Rakyat bisa saja menilai telah terjadi suap-menyuap atau gratifikasi jabatan atau tindakan menghalalkan segala cara guna mencapai tujuan. Dengan adanya kenikmatan/gratifikasi yang diperoleh, Para Yang Mulia Hakim MK bisa terpengaruh, sehingga gagal membuat putusan-putusan yang adil, objektif, konstitusional, dan sesuai kepentingan rakyat. Namun pada saat yang sama, putusan tersebut akan menguntungkan para oligarki kekuasaan, karena tampaknya itulah tujuan gratifikasi atau norma peningkatan usia masa jabatan tersebut.
Faktanya, meskipun proses pembentukannya cacat konstitusional dan diduga sarat moral hazard dan conflict of interest, secara sadar MK telah menolak Permohonan Uji Formil UU MK No.7/2020 yang. MK menyatakan UU MK No.7/2020 tetap berlaku. Tampaknya MK sangat menikmati fasilitas yang disediakan para pembentuk UU yang diduga sarat kepentingan oligarki tersebut. Sikap MK yang berwenang mensahkan aturan untuk diri sendiri ini, meskipun sarat conflict of interest, bukan saja menyangkut aspek kenegarwanan, tetapi yang jauh lebih penting adalah menyangkut aspek moralitas.
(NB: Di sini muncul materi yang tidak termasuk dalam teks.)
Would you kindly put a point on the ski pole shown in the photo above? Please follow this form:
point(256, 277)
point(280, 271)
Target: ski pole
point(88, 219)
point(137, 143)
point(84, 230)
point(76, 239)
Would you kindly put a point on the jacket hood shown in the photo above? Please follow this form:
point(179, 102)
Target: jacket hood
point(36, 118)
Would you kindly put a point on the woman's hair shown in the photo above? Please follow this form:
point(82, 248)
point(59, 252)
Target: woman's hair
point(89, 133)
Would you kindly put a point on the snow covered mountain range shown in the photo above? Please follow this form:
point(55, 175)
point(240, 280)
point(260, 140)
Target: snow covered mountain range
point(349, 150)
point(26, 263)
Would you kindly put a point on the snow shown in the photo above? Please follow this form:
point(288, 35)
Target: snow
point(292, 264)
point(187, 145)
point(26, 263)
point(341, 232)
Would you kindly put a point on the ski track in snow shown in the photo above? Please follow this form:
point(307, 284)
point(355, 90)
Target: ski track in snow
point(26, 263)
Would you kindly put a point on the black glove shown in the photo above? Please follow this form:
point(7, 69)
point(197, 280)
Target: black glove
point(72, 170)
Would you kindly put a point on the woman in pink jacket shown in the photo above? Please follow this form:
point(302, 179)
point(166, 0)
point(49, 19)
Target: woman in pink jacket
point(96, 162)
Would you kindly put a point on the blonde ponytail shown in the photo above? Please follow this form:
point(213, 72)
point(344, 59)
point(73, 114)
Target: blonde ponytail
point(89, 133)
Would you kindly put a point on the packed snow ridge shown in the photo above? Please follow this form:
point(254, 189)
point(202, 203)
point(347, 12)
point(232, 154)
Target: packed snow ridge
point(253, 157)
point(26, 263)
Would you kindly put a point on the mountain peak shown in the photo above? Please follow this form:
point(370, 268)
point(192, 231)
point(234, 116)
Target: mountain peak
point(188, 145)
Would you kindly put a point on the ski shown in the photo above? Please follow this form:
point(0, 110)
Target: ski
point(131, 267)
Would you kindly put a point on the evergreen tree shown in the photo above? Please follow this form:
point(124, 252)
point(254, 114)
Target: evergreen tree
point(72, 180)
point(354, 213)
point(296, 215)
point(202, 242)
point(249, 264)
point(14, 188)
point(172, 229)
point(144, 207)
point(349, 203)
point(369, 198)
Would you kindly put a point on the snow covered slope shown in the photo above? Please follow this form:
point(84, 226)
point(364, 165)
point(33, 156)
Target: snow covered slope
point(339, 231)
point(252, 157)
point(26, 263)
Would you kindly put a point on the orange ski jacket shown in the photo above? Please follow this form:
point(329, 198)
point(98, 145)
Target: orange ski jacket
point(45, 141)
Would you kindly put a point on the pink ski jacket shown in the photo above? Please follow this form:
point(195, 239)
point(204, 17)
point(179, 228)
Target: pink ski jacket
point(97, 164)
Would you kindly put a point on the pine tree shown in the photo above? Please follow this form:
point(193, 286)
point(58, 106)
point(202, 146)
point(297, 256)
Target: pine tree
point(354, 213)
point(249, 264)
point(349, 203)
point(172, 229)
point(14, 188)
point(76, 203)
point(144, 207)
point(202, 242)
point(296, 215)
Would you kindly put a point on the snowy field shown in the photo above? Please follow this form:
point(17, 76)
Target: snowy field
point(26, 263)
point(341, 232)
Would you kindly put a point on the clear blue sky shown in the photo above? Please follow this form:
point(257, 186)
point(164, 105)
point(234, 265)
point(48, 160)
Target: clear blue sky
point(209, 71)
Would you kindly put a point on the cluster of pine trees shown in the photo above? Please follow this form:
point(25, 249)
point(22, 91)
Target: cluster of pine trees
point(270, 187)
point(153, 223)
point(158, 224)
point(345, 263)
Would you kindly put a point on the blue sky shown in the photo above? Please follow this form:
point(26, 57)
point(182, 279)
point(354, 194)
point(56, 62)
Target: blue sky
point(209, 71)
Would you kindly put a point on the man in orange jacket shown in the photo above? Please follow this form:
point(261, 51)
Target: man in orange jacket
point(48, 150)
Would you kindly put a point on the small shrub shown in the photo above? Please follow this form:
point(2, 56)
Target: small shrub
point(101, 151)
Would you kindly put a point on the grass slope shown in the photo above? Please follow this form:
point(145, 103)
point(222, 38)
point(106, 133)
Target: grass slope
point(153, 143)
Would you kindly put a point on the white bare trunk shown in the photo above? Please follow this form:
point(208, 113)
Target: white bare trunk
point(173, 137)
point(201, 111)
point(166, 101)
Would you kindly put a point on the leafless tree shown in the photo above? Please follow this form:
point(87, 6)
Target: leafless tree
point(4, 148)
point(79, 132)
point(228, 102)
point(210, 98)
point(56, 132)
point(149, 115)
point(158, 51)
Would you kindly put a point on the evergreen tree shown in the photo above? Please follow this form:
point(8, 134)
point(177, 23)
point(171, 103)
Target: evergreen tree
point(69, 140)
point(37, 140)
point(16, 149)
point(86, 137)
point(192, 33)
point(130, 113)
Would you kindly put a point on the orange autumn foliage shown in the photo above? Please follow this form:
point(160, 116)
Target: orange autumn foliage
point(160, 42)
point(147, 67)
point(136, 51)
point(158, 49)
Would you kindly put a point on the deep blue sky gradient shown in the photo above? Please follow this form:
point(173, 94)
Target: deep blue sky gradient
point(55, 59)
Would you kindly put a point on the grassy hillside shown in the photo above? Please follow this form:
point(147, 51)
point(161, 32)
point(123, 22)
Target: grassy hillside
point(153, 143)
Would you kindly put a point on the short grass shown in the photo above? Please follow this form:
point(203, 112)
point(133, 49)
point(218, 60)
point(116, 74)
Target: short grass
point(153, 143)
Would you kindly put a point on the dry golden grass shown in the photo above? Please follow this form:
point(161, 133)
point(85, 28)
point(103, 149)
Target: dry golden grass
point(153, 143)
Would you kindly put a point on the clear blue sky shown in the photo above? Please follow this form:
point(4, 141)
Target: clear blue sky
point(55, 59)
Apakah “nasib” Permohonan Uji Formil UU IKN No.3/2020 sama seperti Uji Formil UU MK No.7/2020, akhirnya akan ditolak MK? Apakah MK akhirnya akan menerbitkan putusan yang akan menyatakan UU IKN No.3/2020 akan tetap berlaku? Jawabannya kemunginan besar YA! Meski demikian, sebelum putusan diambil, kami dari PNKN ingin mengingatkan Para Yang Mulia Hakim MK untuk menyadari bahwa mayoritas rakyat sudah paham “what is going on”, apa yang terjadi. Para Yang Mulia Hakim MK harus ingat akan Sumpah Jabatan, memihak kepentingan rakyat dan adanya pengadilan sesudah kematian. Tulisan kami dari PNKN ini lebih ditujukan untuk berfungsi sebagai pengingat: friendly reminder.[]
Jakarta, 28 Juni 2022.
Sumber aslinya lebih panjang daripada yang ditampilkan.